Subject: NetBSD-1.0 (Nov07) and old binaries
To: None <current-users@netbsd.org>
From: Simon J. Gerraty <sjg@zen.void.oz.au>
List: current-users
Date: 11/09/1994 09:10:06
Further to my bleetings yesterday.
I built a kernel from the tar_files of Nov 7, with KTRACE enabled and
ran that offending BSDi binary. The ktrace suuports my theory that
the problem was a file locking issue. I believe (with little evidence)
that its related to 32 bit off_t's. There may be another issue
lurking here too...
First the tail of the ktrace with some comments. At the end is a
brief discussion of supporting old binaries like this.
(ok here is the start...)
184 ktrace RET ktrace 0
184 ktrace CALL execve(0xf7bfdb91,0xf7bfdaf0,0xf7bfdafc)

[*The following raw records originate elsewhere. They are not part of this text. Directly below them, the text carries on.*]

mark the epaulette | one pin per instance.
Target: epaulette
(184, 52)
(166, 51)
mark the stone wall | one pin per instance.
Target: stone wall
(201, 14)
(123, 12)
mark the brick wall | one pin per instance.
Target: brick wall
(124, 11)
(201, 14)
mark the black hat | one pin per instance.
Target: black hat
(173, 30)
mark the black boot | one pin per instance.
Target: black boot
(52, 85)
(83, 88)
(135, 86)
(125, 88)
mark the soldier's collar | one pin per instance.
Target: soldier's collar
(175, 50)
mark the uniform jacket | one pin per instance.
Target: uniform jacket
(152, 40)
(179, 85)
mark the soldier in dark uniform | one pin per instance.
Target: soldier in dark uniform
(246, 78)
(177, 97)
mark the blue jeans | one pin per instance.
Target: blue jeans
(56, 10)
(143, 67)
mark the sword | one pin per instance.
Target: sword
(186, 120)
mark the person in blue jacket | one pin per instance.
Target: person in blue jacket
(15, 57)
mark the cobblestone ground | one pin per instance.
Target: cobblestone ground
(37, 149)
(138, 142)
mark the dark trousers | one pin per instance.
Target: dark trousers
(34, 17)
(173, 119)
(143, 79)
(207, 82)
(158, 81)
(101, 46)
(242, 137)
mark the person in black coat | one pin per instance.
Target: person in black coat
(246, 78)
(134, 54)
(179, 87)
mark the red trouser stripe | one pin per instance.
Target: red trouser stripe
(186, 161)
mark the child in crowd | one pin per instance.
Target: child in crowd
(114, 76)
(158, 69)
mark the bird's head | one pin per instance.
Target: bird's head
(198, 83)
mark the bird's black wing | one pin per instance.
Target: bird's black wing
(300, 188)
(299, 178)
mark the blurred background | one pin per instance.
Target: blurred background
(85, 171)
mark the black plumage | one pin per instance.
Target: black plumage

184 ktrace NAMI "/usr/MHSnet/_lib/netstate"
184 netstate RET execve 0
...
...
184 netstate CALL open(0x36000,0,0x33a50)
184 netstate NAMI "/var/spool/MHSnet/_lib/privsfile"
184 netstate RET open -1 errno 2 No such file or directory
Up to this point everything is cool.
...
The following looks a bit sus - maybe there is some doco somewhere I
need to read about changes from 0.9a to 1.0...
Pointers appreciated.
184 netstate CALL setgid(0x1)
184 netstate RET setgid -1 errno 1 Operation not permitted
184 netstate CALL geteuid
184 netstate RET geteuid 1
184 netstate CALL setuid(0x1)
184 netstate RET setuid -1 errno 1 Operation not permitted
184 netstate CALL geteuid
184 netstate RET geteuid 1
184 netstate CALL geteuid
184 netstate RET geteuid 1
184 netstate CALL break(0x42ffc)
184 netstate RET break 0
184 netstate CALL sigprocmask(0x1,0)
184 netstate RET sigprocmask 0
184 netstate CALL sigaction(0xe,0xf7bfd9fc,0xf7bfd9f0)
184 netstate RET sigaction 0
184 netstate CALL setitimer(0,0xf7bfd9f4,0xf7bfd9e4)
184 netstate RET setitimer 0
184 netstate CALL old.stat(0x360c0,0xf7bfda20)
184 netstate NAMI "/var/spool/MHSnet/_state/lock"
184 netstate RET old.stat 0
184 netstate CALL open(0x360c0,0x2,0xf7bfdb0c)
184 netstate NAMI "/var/spool/MHSnet/_state/lock"
184 netstate RET open 3
Ok here is the killer. According to fcntl.h 0x9 is
#define F_SETLKW 9 /* F_SETLK; wait if blocked */
184 netstate CALL fcntl(0x3,0x9,0xf7bfd9e4)
184 netstate RET fcntl -1 errno 22 Invalid argument
184 netstate CALL ioctl(0x2,0x402c7413 ,0xf7bfd964)
184 netstate RET ioctl 0
184 netstate CALL write(0x2,0xf7bfd2f4,0xa)
184 netstate GIO fd 2 wrote 10 bytes
"netstate: "
184 netstate RET write 10/0xa
184 netstate CALL write(0x2,0x2e3d4,0xc)
184 netstate GIO fd 2 wrote 12 bytes
"system error"
184 netstate RET write 12/0xc
184 netstate CALL write(0x2,0x2e479,0x4)
184 netstate GIO fd 2 wrote 4 bytes
" -- "
184 netstate RET write 4
184 netstate CALL write(0x2,0xf7bfd300,0x2e)
184 netstate GIO fd 2 wrote 46 bytes
"Could not lock "/var/spool/MHSnet/_state/lock""
184 netstate RET write 46/0x2e
184 netstate CALL write(0x2,0xf7bfd314,0x12)
184 netstate GIO fd 2 wrote 18 bytes
": Invalid argument"
184 netstate RET write 18/0x12
184 netstate CALL write(0x2,0x2f73f,0x1)
184 netstate GIO fd 2 wrote 1 bytes
"
"
184 netstate RET write 1
184 netstate CALL exit(0x47)
Now my _guess_ is that the kernel does not like the 32bit off_t's in the
flock struct.
My question is:
Since we have old.stat(), old.lseek() etc to support
old bins, do we need an old.fcntl() ? Or would adding some checks to
fcntl() do the trick.
It may be considered too late to introduce an old.fcntl()...
Perhaps some extra logic in fcntl() would suffice.
In the case above, the kernel is rejecting the flock struct because
the values don't look right (guessing), it could try again using
off32_t and see if that looks better. Not as reliable as an
old.fcntl() but...
Is this something that is being addressed?